Kelly McCann ist eine brillante und knallharte Anwältin. Ihr Spezialgebiet: die Verteidigung von Männern, denen Sexualverbrechen vorgeworfen werden - fälschlicherweise, so stets ihr Plädoyer. Bis sie die grauenvolle Wahrheit über einen ihrer Mandanten aus erster Hand erfahren muss. Darüber sprechen kann sie mit niemandem. Nicht, ohne alles zu verlieren. Aber ihren Peiniger deshalb ungestraft davonkommen zu lassen, ist für Kelly keine Option. Gemeinsam mit seinen anderen Opfern schmiedet sie einen Plan. Und auf diesem steht nur eines: Rache! Doch irgendjemand, so scheint es, hat es auf die Frauen abgesehen …

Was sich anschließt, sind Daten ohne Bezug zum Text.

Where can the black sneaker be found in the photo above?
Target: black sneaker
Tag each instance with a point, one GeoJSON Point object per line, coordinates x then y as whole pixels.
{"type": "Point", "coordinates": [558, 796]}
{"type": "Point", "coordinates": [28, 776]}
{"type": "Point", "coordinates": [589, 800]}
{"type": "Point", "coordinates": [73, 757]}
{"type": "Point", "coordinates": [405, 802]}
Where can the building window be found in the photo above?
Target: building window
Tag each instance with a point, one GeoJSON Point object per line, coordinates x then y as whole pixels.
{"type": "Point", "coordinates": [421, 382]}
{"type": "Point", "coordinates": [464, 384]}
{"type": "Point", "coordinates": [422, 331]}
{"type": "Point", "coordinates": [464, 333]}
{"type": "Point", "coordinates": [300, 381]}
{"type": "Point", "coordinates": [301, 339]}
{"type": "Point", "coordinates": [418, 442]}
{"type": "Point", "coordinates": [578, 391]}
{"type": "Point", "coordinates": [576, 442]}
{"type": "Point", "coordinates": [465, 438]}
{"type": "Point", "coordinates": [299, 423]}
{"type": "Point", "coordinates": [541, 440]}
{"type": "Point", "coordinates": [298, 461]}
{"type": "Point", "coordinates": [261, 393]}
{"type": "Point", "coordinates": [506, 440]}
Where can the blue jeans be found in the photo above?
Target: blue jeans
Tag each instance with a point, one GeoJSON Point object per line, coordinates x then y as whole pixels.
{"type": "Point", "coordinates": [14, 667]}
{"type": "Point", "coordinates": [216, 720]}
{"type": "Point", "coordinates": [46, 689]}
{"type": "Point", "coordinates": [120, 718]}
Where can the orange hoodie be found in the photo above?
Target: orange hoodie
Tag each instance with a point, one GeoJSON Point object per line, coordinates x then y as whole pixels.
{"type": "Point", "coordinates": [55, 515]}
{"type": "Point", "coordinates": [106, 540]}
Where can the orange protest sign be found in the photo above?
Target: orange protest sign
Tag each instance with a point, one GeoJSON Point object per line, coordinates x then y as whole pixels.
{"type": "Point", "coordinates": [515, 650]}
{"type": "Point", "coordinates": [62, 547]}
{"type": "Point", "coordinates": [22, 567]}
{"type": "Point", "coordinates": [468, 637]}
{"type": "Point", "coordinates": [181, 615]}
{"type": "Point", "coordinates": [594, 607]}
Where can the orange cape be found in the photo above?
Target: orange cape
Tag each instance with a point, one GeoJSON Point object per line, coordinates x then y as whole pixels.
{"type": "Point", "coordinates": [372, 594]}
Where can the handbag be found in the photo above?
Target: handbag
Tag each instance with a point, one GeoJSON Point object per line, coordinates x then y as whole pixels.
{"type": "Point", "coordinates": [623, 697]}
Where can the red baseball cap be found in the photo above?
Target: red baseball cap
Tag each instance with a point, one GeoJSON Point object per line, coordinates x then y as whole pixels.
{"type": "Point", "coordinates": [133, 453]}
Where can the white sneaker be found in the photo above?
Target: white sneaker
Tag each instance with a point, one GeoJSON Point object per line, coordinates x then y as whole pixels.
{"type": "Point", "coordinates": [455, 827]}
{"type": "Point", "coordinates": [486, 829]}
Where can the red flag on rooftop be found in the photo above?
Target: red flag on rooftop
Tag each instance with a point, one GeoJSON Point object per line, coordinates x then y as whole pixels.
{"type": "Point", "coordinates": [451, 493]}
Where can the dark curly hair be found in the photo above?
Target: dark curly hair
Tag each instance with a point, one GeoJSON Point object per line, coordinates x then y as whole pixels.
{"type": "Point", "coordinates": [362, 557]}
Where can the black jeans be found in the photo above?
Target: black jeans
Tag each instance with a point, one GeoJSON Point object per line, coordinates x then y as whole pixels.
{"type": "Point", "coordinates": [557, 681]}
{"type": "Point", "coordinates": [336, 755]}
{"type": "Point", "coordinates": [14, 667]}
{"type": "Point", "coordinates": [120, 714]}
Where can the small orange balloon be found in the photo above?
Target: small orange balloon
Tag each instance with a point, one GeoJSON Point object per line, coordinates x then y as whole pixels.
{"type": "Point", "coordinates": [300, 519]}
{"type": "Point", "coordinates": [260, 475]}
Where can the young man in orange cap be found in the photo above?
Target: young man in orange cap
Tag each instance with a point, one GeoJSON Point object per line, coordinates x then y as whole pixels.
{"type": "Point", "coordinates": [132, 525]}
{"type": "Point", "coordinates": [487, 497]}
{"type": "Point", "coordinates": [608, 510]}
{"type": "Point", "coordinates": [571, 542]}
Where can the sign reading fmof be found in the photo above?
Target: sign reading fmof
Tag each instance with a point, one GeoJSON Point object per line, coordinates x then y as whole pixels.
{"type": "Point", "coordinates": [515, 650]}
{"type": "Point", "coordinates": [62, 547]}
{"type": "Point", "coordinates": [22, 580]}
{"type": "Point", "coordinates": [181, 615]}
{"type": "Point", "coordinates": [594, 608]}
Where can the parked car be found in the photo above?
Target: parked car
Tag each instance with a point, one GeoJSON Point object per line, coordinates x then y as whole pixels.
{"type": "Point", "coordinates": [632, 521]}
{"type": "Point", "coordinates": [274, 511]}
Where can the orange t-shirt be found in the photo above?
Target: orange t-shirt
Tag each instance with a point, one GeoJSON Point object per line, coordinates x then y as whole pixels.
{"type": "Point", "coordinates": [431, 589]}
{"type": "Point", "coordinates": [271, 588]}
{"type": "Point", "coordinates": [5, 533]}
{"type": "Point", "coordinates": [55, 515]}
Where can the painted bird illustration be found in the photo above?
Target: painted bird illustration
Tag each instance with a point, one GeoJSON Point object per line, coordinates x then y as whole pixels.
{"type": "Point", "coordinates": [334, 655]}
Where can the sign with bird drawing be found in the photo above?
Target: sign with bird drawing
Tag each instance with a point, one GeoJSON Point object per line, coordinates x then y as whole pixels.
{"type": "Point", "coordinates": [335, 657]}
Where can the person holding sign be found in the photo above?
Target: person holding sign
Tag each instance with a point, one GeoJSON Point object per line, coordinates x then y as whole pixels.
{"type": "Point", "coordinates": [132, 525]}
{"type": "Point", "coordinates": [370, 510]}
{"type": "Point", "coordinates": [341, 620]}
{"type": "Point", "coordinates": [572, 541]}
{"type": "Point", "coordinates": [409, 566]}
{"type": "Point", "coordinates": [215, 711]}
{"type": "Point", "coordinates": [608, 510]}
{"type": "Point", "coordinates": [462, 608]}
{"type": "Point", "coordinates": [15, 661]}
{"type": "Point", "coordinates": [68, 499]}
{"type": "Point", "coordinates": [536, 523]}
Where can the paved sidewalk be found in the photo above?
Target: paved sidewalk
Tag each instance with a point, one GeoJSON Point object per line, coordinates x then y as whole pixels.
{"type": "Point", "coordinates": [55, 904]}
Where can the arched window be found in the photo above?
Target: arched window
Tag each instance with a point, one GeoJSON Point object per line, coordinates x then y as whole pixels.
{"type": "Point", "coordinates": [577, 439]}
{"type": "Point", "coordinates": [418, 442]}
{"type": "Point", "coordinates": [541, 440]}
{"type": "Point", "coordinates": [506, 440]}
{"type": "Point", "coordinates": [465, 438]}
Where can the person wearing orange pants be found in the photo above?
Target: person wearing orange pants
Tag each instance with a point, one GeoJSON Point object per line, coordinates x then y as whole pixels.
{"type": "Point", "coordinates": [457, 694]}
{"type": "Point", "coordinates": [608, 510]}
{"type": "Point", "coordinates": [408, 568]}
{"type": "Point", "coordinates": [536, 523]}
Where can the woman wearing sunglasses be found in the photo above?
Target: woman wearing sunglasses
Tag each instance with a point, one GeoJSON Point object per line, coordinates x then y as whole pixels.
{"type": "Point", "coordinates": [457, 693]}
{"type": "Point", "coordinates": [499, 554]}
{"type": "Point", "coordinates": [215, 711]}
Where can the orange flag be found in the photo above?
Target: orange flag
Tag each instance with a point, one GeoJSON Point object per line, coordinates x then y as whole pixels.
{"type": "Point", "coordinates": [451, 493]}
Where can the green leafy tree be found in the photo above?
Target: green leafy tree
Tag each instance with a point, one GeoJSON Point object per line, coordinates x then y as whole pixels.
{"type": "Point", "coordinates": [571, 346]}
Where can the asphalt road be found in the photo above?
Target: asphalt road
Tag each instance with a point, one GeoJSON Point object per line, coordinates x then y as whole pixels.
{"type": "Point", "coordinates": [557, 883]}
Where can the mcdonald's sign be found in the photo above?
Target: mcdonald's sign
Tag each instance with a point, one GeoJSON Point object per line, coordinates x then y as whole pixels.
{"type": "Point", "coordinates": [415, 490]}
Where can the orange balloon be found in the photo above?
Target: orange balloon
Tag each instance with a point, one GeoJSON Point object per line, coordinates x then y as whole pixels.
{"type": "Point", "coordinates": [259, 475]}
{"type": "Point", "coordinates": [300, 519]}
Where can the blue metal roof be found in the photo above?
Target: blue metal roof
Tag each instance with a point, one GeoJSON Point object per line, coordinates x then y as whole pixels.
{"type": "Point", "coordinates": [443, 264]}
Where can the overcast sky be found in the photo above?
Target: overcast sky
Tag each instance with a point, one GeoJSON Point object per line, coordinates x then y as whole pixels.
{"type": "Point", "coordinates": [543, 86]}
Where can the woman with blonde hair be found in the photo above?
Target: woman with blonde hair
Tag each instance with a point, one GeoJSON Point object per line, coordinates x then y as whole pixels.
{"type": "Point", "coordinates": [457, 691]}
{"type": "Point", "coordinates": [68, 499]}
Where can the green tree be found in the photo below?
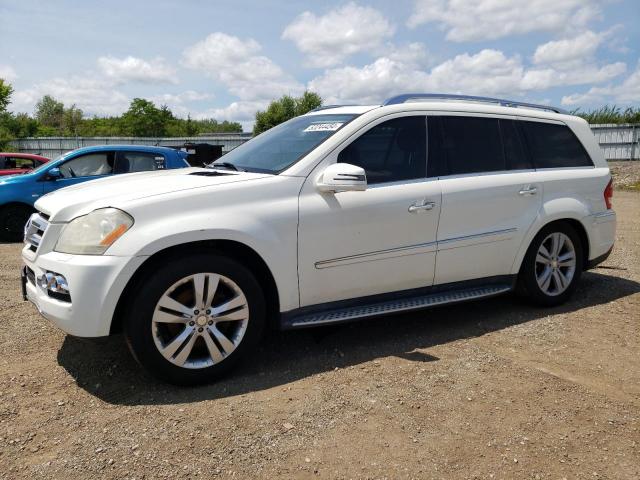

Weitere Informationen finden Sie unter: www.droemer-knaur.de
Widmung
Motto
Kapitel 1
Kapitel 2
Kapitel 3
Kapitel 4
Kapitel 5
Kapitel 6
Kapitel 7
Kapitel 8
Kapitel 9
Kapitel 10
Kapitel 11
Kapitel 12
Kapitel 13
Kapitel 14
Kapitel 15
Kapitel 16
Kapitel 17
Kapitel 18
Kapitel 19
Kapitel 20
Kapitel 21
Kapitel 22
Kapitel 23
Kapitel 24
Kapitel 25
Kapitel 26
Kapitel 27
Kapitel 28
Kapitel 29
Kapitel 30
Kapitel 31
Kapitel 32
Kapitel 33
Kapitel 34
Kapitel 35
Kapitel 36
Kapitel 37
Kapitel 38
Dank
Anmerkung der Autorin
Für all die, die zum Schweigen gebracht wurden
und die nicht länger schweigen wollen
Der Schriftsteller ist in seiner Epoche situiert: Jedes seiner Worte findet einen Widerhall. Auch sein Schweigen.
JEAN-PAUL SARTRE
Da war es, das Gefühl: der Rausch, der Nervenkitzel, die freudige Erregung, die wie flüssiges Gold durch ihre Adern flossen. Es traf sie in dem Moment, als sie vor die Türen des Gerichtsgebäudes trat. Andere Anwälte verspürten diesen Rausch, wenn sie sich zu Beginn oder am Ende der Verhandlung erhoben oder wenn die Geschworenen ihr Urteil verkündeten. Doch für Kelly McCann war es genau dieser Moment, die Siegesrunde, ihre triumphale Streitwagenfahrt durchs Kolosseum, während die Zuschauer auf den Tribünen jubelten. Es war besser als Drogen. Besser als Sex – zumindest als das, woran sie sich erinnerte. Ein Orgasmus war einer etwa zwanzigminütigen Anstrengung geschuldet, wohingegen das hier – das! – der Lohn für wochenlange Gerichtsverhandlungen, monatelange Vorbereitung und jahrelange Opfer war.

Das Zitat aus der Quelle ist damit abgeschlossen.